Northern Rock, Countrywide, Sentinel, and other have gotten themselves into a big mess by using short term borrowing to make long term loan commitments.
- Sentinel went bankrupt in a week on a huge duration mismatch. See Duration Mismatch to Bankruptcy (in one week flat).
- There was a Mad Dash For Cash at Countrywide (and Countrywide still needs cash infusion to stay afloat).
- Northern Rock is currently suffering form its own bout of cash withdrawals as noted in Crisis at Northern Rock Comes to a Head.
As long as asset prices rise, then barring unusual jumps in interest rates, things tend to work out well for lenders, until things finally blow sky high.
There was an interesting article by the BBC last Thursday called Savings rates hit six-year high.
For the first time in six years, it is now possible to earn interest on your savings of 7%. The Stroud and Swindon building society has launched a one-year investment bond offering 7.05%. And the Standard Life bank is also offering a similar deal at 7%, although for just six months.
It's pretty hard to make any money when you have to pay 7% to attract deposits while making long term mortgage commitments at lesser rates.
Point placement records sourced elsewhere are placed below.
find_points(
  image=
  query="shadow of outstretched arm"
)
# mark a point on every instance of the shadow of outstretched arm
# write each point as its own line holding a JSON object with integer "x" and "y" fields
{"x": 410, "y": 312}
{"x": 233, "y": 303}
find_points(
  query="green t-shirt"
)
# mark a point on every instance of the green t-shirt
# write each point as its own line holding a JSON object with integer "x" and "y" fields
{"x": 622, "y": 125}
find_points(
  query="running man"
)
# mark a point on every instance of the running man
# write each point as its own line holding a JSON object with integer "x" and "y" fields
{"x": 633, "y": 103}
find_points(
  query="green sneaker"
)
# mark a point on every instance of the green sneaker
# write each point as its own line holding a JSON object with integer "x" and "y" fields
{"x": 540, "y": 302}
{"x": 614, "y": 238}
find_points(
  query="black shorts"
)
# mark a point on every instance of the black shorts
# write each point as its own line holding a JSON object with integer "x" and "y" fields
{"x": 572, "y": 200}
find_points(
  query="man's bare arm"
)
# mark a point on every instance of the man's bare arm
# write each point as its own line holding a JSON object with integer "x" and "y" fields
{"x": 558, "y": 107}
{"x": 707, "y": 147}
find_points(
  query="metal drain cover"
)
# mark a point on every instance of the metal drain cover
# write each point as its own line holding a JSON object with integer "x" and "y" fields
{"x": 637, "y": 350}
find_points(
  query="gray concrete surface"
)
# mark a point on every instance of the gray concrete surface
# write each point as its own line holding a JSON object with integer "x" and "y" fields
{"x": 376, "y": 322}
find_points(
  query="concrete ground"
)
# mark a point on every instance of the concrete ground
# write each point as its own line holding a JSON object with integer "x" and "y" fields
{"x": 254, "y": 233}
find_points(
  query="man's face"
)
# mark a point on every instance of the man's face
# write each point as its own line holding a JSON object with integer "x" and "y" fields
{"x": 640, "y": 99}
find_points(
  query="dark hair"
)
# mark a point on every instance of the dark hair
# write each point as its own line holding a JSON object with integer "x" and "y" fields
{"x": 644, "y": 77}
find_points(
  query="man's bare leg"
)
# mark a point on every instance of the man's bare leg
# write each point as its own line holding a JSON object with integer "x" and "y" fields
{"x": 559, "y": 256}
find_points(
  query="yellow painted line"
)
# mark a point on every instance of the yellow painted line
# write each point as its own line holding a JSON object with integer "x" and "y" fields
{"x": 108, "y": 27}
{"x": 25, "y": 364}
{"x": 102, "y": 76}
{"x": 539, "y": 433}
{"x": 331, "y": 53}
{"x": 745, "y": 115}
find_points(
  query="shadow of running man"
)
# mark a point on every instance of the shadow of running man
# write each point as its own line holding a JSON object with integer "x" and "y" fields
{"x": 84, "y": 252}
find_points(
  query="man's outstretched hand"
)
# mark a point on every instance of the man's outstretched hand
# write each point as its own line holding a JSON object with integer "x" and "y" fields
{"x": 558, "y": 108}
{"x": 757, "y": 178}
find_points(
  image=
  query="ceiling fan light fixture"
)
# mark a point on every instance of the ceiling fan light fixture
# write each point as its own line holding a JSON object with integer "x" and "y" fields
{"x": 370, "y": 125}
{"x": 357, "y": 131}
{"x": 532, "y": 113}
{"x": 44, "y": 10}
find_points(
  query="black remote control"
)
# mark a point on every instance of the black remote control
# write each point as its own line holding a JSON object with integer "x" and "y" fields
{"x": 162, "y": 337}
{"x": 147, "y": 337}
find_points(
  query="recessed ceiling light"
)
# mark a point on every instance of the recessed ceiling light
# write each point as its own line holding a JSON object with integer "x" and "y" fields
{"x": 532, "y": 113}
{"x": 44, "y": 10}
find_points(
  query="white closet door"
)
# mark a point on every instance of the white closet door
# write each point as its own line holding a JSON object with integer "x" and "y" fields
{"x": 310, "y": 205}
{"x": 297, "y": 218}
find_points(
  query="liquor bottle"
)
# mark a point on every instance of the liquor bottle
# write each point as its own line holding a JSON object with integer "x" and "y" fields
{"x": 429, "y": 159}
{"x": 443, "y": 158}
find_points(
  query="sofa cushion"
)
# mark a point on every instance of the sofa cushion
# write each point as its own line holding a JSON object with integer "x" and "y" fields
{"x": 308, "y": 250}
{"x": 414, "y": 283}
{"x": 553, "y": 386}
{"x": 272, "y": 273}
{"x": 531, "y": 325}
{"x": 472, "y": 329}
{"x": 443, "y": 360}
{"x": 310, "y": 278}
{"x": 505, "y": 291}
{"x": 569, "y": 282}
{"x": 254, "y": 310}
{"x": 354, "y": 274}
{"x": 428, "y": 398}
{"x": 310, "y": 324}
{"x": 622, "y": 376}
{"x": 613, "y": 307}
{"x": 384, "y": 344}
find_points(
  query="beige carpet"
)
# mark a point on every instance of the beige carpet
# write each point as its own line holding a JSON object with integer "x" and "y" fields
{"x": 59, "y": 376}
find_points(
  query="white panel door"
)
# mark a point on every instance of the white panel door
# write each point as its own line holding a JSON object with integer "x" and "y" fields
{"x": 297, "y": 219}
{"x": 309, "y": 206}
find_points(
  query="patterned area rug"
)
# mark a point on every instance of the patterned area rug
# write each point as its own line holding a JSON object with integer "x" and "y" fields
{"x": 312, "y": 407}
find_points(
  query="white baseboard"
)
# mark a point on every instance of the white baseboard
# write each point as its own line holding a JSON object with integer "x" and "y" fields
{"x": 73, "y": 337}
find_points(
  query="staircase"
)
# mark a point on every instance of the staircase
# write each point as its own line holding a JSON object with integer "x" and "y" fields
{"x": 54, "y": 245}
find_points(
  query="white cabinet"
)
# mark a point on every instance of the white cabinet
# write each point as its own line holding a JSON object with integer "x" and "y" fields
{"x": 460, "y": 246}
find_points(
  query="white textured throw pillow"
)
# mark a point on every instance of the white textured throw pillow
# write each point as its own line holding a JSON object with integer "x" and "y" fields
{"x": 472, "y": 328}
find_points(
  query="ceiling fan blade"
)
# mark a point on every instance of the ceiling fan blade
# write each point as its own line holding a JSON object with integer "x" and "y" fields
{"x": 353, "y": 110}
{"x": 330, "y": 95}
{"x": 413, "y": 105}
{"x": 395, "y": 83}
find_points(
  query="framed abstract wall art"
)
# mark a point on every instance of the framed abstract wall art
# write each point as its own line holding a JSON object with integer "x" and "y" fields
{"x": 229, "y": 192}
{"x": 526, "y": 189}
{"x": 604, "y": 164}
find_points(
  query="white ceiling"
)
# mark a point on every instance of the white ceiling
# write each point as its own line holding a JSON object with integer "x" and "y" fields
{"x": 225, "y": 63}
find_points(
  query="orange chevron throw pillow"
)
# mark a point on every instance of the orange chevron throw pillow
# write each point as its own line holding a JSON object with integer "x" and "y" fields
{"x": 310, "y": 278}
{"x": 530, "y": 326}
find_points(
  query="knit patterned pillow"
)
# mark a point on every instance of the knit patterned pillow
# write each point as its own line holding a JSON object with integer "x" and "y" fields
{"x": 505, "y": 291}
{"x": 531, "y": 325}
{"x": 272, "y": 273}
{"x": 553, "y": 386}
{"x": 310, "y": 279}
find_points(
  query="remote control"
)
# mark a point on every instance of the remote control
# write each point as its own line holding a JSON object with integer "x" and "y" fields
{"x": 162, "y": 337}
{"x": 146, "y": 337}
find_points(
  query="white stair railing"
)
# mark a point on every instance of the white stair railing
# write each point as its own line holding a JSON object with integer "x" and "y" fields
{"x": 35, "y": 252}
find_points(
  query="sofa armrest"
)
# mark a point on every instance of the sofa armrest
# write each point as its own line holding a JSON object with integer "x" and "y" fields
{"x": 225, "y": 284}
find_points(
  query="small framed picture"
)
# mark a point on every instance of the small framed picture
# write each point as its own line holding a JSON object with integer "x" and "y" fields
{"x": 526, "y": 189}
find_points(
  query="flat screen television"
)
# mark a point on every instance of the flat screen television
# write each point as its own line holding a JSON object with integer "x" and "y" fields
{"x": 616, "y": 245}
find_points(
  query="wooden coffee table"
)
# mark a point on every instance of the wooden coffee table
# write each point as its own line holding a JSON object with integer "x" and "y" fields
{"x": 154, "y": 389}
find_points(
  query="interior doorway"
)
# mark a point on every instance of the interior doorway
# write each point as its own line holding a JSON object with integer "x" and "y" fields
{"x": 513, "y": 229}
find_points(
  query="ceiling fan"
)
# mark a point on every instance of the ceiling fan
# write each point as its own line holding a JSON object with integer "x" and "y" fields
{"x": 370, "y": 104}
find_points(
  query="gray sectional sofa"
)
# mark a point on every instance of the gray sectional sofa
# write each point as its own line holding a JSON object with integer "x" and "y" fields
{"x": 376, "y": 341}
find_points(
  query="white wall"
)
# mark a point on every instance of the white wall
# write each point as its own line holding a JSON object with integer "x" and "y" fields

In fact, coupled with declining property values it is a recipe for a major disaster.
And it's not just Northern Rock that has problems either. The BBC is also reporting mortgage lender Paragon Group slumped 26% as fears deepened over the ability of banks to finance their loans.
Investors rushed to cash in their Paragon shares after the Bank of England agreed to provide emergency funding to rival Northern Rock. The Newcastle-based bank also warned that the "severe credit squeeze" would hit 2007 profits.
Analysts said that there was growing suspicion of companies that relied heavily on the money markets to finance their businesses.
There is absolutely nothing to be gained by staying at Northern Rock, and perhaps a lot to lose. Leaving Northern Rock should be an easy decision. It will be interesting to see if Northern Rock is forced to offer well above market rates to attract capital. It will also be interesting to see whether or not it works. But if I lived in the UK, I would vote with my feet unless the BOE guaranteed 100% of the deposits at a superior premium to other bank rates. If the BOE does not do that (and it should not do that), then any thinking person should pull all their cash out of Northern Rock ASAP.
Get used to growing suspicion because suspicion has only one way to grow and that is up. Suspicion is a marked change in investor as well as borrower psychology, and it is of paramount importance.
Those who think earnings drive the market are mistaken (at least in the short term). Confidence drives the market. And overconfidence sends the market soaring while suspicion and mistrust tend to do the opposite.
But concern is one thing, suspicion is another, and shattered confidence is yet a third.
Look at the U.S. housing market for an example of shattered confidence. Because of shattered confidence it may be years before the market comes back. Based on fundamentals it should never have gotten as high as it did in the first place. But that what overconfidence does.
We are now somewhere between suspicion and shattered confidence on Moodys, Fitch and the S&P (the big three rating companies). The BBC is reporting UK chancellor Alistair Darling censures rating agencies.
UK chancellor Alistair Darling has joined growing calls for a probe into the role that credit agencies have played in the world financial crisis. Mr Darling called for "international action" to review the regulation of the agencies and banking systems.
President of the European Central Bank, Jean-Claude Trichet, said that lessons needed to be learned from the fact that the fees of the credit rating agencies were paid by the very financial institutions whose bonds they are assessing. "The fact that conflict of interest might appear is something we must reflect upon, as is the fact that we have very few credit rating agencies at a global level," Mr Trichet said.
It's kind of hard to buy a bond of a company when you don't trust those rating the debt. For more on the fiasco at ratings companies please consider Fitch Discloses Its Fatally Flawed Rating Model.
One ripple causes another causes another causes another. I talked about the ripple theory last weekend in Economic Ripple Effect vs. Housing Containment Theory. Shattered confidence is yet another ripple to consider. But it's not just a U.K. thing or a U.S. thing. Shattered Confidence is starting to be a global thing. And confidence once lost is not easily regained.